Assignment 2 Due Thursday Feb 29, 11:00am ET
A tour of Apache HDFS and Spark
FAQs
- PLEASE DO NOT PROCRASTINATE!! If you wait till the last minute to work on your assignment and ask for help, no one will be able to help you. These assignments are not hard, but some steps might take longer than you expect, esp. when you are new to it. So, start working on it EARLY.
- For A2, if your decide to create new VMs, you need to follow the same practice as you did for A1 and explicitly add a new security group by allowing all TCP traffic. This is to ensure that your HDFS workers and Spark workers are able to communicate across the network using TCP.
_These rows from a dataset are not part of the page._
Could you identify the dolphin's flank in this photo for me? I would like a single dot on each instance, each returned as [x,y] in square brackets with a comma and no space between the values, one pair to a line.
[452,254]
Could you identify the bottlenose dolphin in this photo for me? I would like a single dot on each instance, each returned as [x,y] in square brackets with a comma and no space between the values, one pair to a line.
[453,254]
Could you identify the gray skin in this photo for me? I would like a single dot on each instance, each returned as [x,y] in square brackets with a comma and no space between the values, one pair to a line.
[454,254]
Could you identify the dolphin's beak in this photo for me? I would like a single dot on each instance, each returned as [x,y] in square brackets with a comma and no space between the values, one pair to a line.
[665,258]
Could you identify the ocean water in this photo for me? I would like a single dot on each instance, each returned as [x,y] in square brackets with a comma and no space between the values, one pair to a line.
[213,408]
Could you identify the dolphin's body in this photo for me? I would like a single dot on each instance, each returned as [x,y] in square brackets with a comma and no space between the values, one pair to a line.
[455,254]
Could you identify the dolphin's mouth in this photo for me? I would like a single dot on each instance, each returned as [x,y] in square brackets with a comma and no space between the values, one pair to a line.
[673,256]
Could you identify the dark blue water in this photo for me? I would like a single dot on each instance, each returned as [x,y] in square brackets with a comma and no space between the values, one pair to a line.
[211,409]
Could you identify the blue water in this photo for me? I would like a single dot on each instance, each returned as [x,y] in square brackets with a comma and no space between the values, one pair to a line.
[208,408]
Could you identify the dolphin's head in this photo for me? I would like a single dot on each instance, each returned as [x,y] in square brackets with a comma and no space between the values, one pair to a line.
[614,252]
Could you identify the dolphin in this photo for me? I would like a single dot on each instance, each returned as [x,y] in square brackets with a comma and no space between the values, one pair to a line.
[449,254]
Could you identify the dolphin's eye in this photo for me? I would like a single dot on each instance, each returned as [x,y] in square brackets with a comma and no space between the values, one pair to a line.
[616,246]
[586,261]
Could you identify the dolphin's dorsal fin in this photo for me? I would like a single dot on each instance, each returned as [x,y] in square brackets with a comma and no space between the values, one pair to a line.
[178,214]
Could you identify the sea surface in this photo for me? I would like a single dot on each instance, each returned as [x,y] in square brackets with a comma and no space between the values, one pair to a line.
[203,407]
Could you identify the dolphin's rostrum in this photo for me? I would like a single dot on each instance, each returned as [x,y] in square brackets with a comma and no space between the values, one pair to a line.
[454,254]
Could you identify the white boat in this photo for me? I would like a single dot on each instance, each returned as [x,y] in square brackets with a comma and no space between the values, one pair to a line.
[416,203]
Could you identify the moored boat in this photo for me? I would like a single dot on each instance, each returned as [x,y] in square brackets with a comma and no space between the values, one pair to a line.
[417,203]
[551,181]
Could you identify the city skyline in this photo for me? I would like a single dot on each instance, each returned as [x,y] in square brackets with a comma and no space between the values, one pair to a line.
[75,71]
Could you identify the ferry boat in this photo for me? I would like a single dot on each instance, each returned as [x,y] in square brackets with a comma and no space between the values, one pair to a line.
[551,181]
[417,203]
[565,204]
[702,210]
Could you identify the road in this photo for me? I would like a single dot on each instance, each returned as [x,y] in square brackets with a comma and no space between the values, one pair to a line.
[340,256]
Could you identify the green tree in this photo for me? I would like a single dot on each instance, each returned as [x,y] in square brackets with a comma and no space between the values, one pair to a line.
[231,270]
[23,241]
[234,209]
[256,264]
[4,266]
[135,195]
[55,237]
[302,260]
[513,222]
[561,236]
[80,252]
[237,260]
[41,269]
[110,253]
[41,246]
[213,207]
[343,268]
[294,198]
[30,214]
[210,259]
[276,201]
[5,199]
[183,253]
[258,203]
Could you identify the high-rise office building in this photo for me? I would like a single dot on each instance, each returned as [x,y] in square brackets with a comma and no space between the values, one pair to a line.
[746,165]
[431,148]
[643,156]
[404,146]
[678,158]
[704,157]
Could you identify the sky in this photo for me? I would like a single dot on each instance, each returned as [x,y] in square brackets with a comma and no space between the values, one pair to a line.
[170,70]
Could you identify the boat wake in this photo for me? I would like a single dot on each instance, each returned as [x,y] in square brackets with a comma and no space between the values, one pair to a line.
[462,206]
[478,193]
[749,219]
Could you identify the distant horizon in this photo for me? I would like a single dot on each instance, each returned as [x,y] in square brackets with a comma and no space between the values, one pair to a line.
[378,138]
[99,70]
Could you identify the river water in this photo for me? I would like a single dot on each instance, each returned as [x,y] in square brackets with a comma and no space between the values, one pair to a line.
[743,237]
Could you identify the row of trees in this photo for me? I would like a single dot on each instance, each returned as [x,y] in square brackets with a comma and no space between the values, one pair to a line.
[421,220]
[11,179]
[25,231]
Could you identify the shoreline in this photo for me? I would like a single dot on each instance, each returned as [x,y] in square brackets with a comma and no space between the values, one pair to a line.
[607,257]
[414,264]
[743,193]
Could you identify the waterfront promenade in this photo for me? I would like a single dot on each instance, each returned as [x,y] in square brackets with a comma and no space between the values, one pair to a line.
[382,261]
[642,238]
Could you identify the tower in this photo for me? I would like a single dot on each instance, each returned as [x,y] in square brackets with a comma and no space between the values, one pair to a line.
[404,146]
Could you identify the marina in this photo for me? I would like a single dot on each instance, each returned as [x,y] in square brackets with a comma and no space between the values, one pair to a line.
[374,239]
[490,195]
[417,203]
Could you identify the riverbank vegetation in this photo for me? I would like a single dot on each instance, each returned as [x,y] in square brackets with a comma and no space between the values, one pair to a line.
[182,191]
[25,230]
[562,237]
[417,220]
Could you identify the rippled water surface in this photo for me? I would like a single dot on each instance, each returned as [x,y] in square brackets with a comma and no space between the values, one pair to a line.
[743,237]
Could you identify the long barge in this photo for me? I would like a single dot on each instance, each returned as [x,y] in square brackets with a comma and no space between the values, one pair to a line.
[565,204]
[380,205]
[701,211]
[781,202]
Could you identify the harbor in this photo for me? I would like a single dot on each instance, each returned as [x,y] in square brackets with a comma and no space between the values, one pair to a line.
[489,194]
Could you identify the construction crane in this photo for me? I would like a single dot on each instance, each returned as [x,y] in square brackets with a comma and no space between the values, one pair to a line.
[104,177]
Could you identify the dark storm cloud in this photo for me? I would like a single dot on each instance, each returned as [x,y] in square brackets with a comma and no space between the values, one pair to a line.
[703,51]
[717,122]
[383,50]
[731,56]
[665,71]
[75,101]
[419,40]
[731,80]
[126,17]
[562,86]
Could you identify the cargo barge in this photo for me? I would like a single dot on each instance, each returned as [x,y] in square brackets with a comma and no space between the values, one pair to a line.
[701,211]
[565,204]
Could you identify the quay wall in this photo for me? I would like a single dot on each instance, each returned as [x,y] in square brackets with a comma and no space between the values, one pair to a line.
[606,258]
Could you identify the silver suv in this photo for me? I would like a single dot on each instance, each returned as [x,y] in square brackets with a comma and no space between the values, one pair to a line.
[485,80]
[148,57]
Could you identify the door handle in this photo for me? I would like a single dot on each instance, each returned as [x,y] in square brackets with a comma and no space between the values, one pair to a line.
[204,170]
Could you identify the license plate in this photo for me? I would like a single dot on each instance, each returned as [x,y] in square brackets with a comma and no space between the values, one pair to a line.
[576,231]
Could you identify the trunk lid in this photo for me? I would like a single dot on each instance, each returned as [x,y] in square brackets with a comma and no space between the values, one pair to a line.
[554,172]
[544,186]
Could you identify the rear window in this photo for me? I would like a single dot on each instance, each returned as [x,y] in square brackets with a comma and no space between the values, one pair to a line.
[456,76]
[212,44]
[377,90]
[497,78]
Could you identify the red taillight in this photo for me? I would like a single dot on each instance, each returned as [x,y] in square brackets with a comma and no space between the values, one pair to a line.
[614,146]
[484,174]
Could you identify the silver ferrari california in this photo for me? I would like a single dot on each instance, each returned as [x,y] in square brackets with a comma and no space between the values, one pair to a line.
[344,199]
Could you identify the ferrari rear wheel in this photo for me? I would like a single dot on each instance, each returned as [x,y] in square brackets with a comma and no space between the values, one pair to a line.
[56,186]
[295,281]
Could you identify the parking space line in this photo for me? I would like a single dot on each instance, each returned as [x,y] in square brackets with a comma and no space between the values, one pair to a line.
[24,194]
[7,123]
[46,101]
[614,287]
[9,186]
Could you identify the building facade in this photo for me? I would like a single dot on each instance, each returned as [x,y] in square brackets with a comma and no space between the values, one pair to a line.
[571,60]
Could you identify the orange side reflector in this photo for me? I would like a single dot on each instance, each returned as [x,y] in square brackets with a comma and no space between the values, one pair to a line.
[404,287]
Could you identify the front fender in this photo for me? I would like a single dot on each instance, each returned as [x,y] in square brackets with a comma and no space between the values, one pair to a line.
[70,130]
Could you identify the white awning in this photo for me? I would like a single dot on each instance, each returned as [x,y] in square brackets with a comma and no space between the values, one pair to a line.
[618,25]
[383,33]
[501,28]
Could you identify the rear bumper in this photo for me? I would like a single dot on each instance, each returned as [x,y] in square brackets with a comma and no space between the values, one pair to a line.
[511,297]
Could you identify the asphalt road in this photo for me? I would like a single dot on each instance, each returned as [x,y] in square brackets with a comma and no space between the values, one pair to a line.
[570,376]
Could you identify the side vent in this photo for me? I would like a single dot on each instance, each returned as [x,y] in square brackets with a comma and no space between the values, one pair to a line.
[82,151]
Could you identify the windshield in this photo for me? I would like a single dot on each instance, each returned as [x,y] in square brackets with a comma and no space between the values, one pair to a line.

- You can download the skeleton code here.
Changelogs
- Deliverable information is updated. You should submit a
tar.gz
file that contains two separate files, a Notebook.ipynb
file containing all your Python code implementation for Part 2 and Part 3, and a PDF report detailing your observations and findings for Task 1-3 of Part 3.
Overview
This assignment is designed to support your in-class understanding of how big data analytics stacks work and get some hands-on experience in using them. You will need to deploy Apache Hadoop Distributed File System (HDFS) as the underlying file system and Apache Spark as the execution engine. You will then develop several small applications based on them. You will produce a short report detailing your observations and takeaways.
Learning outcomes
The objectives of this assignment are to:
- Configure and deploy Apache HDFS and Apache Spark using remote SSH and Linux terminal.
- Write simple Spark applications and launch them in a cluster.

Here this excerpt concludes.